WASHINGTON (AP) — The Latest on congressional border security negotiations and President Donald Trump (all times local):
Senate Majority Leader Mitch McConnell says a bipartisan border security deal is "good news" as Congress races to avert another shutdown by Friday's deadline.
McConnell opened the Senate on Tuesday by saying he was hopeful the chamber "can act on this legislation in short order."
President Donald Trump has been demanding $5.7 billion to build the wall with Mexico along the southern border, but Congress has refused to provide the money.
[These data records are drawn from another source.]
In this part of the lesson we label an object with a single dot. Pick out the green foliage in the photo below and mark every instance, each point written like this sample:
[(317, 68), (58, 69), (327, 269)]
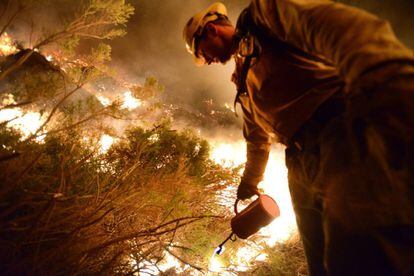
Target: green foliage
[(162, 147)]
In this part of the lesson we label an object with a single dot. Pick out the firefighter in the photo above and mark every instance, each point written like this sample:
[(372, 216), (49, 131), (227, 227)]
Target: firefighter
[(335, 85)]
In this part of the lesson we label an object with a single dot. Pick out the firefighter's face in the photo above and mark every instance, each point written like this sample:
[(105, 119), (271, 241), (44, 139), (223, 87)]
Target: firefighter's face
[(215, 44)]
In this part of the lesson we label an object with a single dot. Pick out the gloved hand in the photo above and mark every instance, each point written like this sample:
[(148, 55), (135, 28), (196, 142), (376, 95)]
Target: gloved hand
[(246, 190)]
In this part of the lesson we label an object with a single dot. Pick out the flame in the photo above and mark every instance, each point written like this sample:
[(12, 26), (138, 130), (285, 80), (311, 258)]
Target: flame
[(274, 184), (228, 154), (215, 265), (27, 123), (6, 45), (130, 102), (105, 142), (104, 100)]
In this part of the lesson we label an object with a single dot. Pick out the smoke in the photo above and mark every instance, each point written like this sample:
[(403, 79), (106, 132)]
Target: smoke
[(154, 45)]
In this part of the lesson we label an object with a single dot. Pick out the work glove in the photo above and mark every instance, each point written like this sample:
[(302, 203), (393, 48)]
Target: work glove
[(246, 190)]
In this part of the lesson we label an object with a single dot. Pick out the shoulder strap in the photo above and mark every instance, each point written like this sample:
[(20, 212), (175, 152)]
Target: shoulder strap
[(245, 33)]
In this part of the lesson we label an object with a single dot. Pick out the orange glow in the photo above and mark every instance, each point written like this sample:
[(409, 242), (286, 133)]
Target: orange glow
[(274, 184), (130, 102), (6, 45)]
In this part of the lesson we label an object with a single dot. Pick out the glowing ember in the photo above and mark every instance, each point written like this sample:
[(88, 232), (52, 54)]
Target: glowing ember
[(129, 102), (228, 154), (274, 184), (6, 45), (105, 142), (103, 100), (27, 123), (216, 266)]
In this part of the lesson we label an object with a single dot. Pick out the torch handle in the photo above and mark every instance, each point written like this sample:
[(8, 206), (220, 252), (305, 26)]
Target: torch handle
[(237, 202)]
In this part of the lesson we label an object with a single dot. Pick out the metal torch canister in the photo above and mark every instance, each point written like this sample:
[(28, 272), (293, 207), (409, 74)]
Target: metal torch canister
[(258, 214)]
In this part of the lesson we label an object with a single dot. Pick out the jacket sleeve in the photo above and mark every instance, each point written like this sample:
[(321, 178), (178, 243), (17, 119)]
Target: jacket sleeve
[(352, 39), (258, 146)]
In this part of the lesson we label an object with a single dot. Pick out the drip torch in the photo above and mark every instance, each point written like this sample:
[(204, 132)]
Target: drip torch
[(250, 220)]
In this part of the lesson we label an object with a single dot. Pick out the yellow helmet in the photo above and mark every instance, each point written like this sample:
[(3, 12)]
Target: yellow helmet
[(194, 28)]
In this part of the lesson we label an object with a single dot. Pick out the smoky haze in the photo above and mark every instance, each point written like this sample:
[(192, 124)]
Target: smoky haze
[(154, 45)]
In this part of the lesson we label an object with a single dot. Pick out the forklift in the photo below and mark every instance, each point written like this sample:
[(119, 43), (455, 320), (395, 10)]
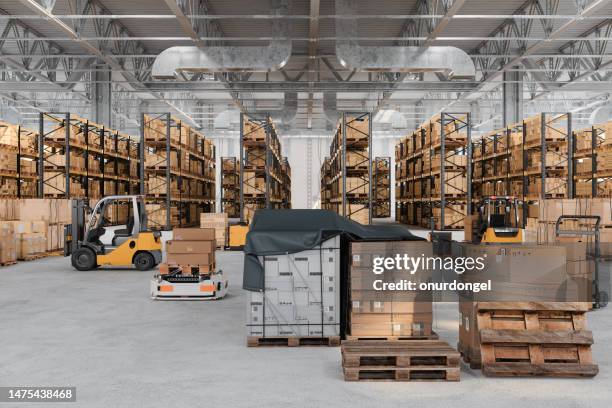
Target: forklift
[(498, 221), (100, 243)]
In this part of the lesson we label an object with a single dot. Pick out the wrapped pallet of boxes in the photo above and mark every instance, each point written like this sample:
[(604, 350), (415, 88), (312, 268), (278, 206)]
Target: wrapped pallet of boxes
[(8, 248), (301, 296), (383, 313), (192, 248), (218, 221)]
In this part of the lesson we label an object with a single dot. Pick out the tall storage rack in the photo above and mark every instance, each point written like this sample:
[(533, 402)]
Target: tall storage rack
[(80, 158), (593, 161), (263, 179), (19, 154), (177, 172), (325, 184), (350, 182), (433, 173), (532, 159), (230, 191), (381, 190)]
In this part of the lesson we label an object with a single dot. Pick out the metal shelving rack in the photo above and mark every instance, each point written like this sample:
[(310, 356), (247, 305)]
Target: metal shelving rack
[(24, 147), (259, 144), (187, 172), (106, 158), (381, 191), (348, 201), (417, 179), (230, 191), (588, 144)]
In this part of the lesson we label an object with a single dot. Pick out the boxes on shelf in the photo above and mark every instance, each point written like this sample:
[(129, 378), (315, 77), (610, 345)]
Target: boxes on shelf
[(217, 221)]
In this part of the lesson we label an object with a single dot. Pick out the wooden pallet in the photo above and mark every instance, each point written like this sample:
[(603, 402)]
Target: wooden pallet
[(535, 339), (425, 360), (432, 336), (329, 341)]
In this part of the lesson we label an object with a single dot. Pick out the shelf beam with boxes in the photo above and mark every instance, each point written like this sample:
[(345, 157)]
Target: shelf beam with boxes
[(177, 172), (264, 181), (349, 182), (230, 187), (593, 161), (529, 159), (18, 153), (80, 158), (381, 187), (326, 184), (433, 173)]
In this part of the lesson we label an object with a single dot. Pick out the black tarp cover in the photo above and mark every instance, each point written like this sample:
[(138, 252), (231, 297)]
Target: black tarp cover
[(277, 232)]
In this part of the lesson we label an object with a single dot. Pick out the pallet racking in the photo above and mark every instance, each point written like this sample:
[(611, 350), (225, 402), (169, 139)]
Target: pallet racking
[(177, 172), (230, 191), (381, 187), (350, 168), (433, 173), (264, 181)]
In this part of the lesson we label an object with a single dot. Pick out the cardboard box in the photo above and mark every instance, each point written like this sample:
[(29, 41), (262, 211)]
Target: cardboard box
[(188, 247), (193, 234), (190, 259)]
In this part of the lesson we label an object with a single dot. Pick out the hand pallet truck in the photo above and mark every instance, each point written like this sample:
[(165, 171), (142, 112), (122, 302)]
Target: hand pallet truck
[(176, 286)]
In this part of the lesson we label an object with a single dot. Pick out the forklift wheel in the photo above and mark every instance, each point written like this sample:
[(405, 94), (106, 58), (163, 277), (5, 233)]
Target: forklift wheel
[(84, 259), (143, 261)]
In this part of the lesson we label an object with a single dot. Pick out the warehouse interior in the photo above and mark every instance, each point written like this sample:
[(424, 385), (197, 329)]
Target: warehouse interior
[(211, 110)]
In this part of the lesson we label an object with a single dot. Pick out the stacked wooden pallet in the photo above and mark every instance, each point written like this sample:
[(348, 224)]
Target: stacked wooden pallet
[(265, 172), (404, 360), (349, 182), (527, 339), (431, 173), (230, 192), (179, 172)]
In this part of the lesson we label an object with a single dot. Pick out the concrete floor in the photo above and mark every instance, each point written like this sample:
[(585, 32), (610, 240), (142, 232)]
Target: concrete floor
[(100, 332)]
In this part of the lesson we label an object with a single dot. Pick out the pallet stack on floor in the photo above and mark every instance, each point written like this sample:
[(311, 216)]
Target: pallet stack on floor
[(381, 187), (350, 168), (432, 175), (18, 154), (301, 301), (265, 173), (31, 228), (179, 172), (510, 339), (391, 337), (230, 191)]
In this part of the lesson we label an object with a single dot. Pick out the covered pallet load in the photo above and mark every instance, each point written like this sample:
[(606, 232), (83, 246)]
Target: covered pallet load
[(293, 272)]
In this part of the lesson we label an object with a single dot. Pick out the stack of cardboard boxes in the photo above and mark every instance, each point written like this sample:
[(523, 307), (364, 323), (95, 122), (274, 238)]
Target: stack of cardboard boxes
[(218, 222), (382, 314), (192, 249)]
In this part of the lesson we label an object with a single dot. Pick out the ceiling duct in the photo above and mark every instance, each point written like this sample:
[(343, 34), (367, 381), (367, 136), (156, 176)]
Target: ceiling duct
[(452, 62), (268, 58), (601, 114), (330, 107)]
Instead, bipartisan negotiators struck a tentative accord with nearly $1.4 billion for border barriers, far short of what Trump wanted.
The emerging deal also drops Democratic demands to seriously limit detentions of immigrants illegally in the U.S.
Congress hopes to vote on the measure before Friday's deadline to fund the government.
The tentative agreement to fund the federal government through the fiscal year and averts a shutdown gives President Donald Trump far less money than he sought for building a border wall with Mexico.
The deal hammered out Monday night provides nearly $1.4 billion, not the $5.7 billion the president had demanded and was at the center of the dispute that sparked last month's record shutdown.
The agreement calls for 55 miles of metal slats or other types of new fencing, not a concrete wall. The fencing would be built in the Rio Grande Valley in Texas.
The pact includes money for other border security measures, including advanced screening at border entry points and customs officers.
Aides revealed some details under condition of anonymity because the agreement is tentative.